The task force, made up of 15 members of both political parties, met six times between April 2008 and July 2009 to hear from a variety of education experts. Several task force members were also involved in writing the NCSL report from 2005, which laid out changes the organization wanted made to the No Child Left Behind Act, which Mr. Bush signed into law in 2002.
New York State Senator
Stephen M. Saland, a Republican state senator from New York who also served as a task force co-chairman, said that if it weren’t for the recession and state treasuries that consequently are “cash starved,” it’s unlikely that all but 10 states would have applied for the first round of Race to the Top money.
“For them, it’s like standing in a soup-kitchen line desperate for sustenance,” said Mr. Saland, whose state was among the 40 that applied for the grants by the Jan. 19 deadline.
And although the Obama administration’s school improvement priorities differ from those outlined in the NCLB law, the approach is really the same, the state lawmakers argue. The main areas being emphasized now are teacher quality, adopting common standards and assessments, data systems and the use of data, and turning around the lowest-performing schools.
“This is still the federal government picking what they see as winning strategies and telling states, ‘You should do this, do this, and do this,’ ” said Mr. Saland. “It’s still process- and compliance-driven.”
The states have a legitimate complaint about how NCLB imposed rigid requirements and forced many of them to scrap their homegrown school accountability systems, said Jack Jennings, the president of the Center on Education Policy, a Washington-based research group. And so far, the administration hasn’t revealed to state and local education leaders exactly how it plans to tweak the law as it pursues renewal of the Elementary and Secondary Education Act. The NCLB law is the latest version of the ESEA.
“So far, I think they’ve created the impression that they are just layering new requirements on top of the old ones,” Mr. Jennings, a former education committee aide to House Democrats, said of Obama administration officials.
At the same time, he said, “we wouldn’t be having this debate about whether the federal government is too intrusive if there was a feeling that public schools were doing well.
“We’ve had four presidents in a row, two Democrats and two Republicans, who’ve had a pretty consistent message on this,” he said. “I don’t think the states have taken into account the national concern about moving faster to improve public schools.”
Marvin W. Lucas, a Democratic state representative from North Carolina who is a member of the NCSL task force, agrees that the federal imprint on K-12 policy has grown too large, especially under the requirements of the NCLB law.

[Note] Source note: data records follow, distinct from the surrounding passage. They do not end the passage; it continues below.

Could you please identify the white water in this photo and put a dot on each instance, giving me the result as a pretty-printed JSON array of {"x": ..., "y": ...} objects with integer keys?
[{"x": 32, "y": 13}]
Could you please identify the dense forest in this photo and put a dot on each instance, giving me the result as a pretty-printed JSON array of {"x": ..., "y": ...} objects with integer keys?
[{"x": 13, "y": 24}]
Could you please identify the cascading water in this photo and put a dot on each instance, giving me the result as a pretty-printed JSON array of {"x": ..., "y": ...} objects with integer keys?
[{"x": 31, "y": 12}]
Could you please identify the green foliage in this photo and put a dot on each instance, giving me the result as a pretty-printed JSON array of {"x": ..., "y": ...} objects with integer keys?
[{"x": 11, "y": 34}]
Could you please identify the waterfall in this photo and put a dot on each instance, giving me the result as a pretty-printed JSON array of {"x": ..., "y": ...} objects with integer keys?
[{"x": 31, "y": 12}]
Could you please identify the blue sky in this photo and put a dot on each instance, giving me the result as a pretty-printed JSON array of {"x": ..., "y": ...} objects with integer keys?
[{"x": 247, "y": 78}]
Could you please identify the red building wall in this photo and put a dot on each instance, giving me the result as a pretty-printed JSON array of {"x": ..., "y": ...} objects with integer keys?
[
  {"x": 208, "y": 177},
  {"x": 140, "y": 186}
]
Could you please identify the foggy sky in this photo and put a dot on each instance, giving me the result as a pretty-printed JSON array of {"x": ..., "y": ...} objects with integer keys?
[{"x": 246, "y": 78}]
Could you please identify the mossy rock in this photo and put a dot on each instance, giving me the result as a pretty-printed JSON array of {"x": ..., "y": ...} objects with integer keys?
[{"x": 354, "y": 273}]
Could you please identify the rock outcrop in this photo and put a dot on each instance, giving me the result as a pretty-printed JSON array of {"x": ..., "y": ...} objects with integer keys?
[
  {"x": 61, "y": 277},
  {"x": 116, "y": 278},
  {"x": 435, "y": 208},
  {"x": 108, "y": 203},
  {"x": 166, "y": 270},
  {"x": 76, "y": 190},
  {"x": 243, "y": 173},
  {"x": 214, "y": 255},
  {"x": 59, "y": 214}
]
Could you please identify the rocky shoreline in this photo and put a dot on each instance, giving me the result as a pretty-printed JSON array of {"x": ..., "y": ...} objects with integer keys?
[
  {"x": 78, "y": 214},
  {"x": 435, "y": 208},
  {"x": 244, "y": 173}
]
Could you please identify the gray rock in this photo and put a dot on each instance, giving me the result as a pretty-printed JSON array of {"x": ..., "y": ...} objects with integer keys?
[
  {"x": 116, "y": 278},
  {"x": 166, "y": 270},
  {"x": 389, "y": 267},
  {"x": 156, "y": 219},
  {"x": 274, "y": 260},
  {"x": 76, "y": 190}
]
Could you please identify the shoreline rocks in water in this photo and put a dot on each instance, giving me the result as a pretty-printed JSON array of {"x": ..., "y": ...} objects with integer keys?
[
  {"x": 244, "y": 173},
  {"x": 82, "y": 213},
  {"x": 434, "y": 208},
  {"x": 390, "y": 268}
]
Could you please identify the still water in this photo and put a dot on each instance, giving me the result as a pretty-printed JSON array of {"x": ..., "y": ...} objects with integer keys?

But he is more optimistic than some of his colleagues about the impact of the Obama administration’s agenda.
“We still don’t know a lot about what they are going to do in [the ESEA reauthorization], but if they are already talking about getting rid of [adequate yearly progress], then that’s a move in the right direction,” said Mr. Lucas, a retired principal who chairs the House education committee in the North Carolina legislature.
The NCSL report argues that the federal government should leave the bulk of K-12 policymaking to the states and to districts, but it does call for the U.S. Department of Education to ramp up funding for the very disadvantaged and those with disabilities.
The federal government is spending only slightly more than 7 cents out of every public dollar invested in K-12 education (which does not take into account the one-time funds provided to schools through the economic-stimulus package), according to the NCSL. According to 2006-07 data from the National Center for Education Statistics, the federal contribution was slightly higher, at 8.5 percent.
Given the limited federal share, Washington’s stamp on policy should be in balance, Mr. Saland said. “That’s a disproportionate influence by a player that has the least financial stake in the outcome,” he said.